DM Reyes is a teacher from the Filipino Department of Ateneo de Manila University. In 2001, he contributed a story entitled "Vespers at a Monastery Garden in Tagaytay" to Heights, a publication of literary works in Ateneo. This poem, which talks about creating a new life after a devastating storm, appeared in the story. The poem illustrates the hope of rebuilding a new world that promises “sweetness and radiance”. In itself, the title "World’s Ark" expresses that the poem was based on the Bible story "Noah’s Ark".

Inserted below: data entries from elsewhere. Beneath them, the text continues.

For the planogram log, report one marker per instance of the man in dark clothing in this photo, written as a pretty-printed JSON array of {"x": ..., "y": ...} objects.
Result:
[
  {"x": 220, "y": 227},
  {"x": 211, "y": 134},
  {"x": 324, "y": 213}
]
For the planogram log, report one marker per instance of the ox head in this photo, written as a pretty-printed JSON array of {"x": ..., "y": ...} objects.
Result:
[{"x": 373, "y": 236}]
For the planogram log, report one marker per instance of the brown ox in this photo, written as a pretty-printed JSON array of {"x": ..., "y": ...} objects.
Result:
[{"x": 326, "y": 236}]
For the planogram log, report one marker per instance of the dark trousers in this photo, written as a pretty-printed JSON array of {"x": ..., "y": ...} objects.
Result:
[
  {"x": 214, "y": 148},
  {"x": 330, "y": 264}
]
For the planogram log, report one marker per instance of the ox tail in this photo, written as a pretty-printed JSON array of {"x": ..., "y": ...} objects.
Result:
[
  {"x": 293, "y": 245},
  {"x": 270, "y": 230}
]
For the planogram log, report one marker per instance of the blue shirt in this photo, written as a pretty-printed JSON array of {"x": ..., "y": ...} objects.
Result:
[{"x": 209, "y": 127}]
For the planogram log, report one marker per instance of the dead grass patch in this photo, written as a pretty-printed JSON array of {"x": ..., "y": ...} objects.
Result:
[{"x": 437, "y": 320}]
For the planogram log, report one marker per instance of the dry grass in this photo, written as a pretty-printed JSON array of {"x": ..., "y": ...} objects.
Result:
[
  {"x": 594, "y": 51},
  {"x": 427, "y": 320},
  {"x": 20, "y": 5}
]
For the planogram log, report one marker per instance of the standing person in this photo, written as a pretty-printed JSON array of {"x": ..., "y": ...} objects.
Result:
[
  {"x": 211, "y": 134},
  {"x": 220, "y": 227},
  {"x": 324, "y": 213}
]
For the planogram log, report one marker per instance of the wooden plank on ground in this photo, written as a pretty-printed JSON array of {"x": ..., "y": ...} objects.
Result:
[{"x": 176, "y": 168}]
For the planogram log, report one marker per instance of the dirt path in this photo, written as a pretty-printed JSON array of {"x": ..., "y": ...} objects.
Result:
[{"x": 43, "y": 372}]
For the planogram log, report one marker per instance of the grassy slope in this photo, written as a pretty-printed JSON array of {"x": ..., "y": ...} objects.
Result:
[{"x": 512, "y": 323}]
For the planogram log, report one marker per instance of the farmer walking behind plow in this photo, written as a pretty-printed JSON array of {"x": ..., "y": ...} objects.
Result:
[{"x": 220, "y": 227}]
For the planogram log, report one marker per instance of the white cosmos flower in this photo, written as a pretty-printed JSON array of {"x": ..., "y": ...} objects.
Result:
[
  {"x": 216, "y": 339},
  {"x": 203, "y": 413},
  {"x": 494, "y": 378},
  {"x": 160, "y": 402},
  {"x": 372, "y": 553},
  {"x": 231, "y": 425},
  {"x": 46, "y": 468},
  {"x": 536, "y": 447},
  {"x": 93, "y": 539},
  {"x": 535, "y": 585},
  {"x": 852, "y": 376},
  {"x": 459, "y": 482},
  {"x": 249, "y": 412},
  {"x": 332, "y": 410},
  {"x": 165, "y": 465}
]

This poem reminds me of the Tsunami disaster that wiped out over two hundred thousand people from various Asian countries. "Noah’s Ark" and the Tsunami phenomenon have two things in common- they both caused mass destruction and widespread death. These tragedies however, though bleak as they seem, may also bring out something good- and that is hope. In the poem, vestiges of land for habitation reappear once more, whereas people from all over the world join in the relief effort to reconstruct the lives of Tsunami victims who were spared from death.

Victoria Hernandez

World’s Ark
DM Reyes

Dove which outruled the flood,
And tucked on its bill
The blessed sprig,
It plucked the shining olive
From the hill.

The wet leaves took their sheen
From the sun, sipping light
Like sacramental wine, turning it
To green hue and pure breath-

Intelligent blending of the body
With the world’s ray.
Old Earth baptized with light
From the radiant flame,

Receive this golden ray, trans-
Form it into fruit and take our hunger-
Watemelon globes sliced on the shore,
Purple grapes bursting on the hills

Of Provence, Balicasag oranges
Raised to Santiago de Compostela,
Horse rider and saint
Of the burned island.

Dayspring’s radiance is more
Than creation’s maxim, the night
Its weary hue. Here is resplendence,
Blessed, broken, and shared:

Golden crown of flowers declaring
Summer on a boulevard of trees,
Jasmine blooms filling the garden
With sweetness after rain,

These eyes struck with wonder-
Beholding the world, as from Noah’s
Lifted windows, sighting the world’s ark
Of greenest things.

Source: Heights XLVIII, No. 1, Copyright 2000. (From the Ateneo-Heights National Writers Workshop)

1 comment:

Anonymous said...

symbolically, this poem says the cliche "after the rain comes the sun." It is obviously speaking of hope after sorrow.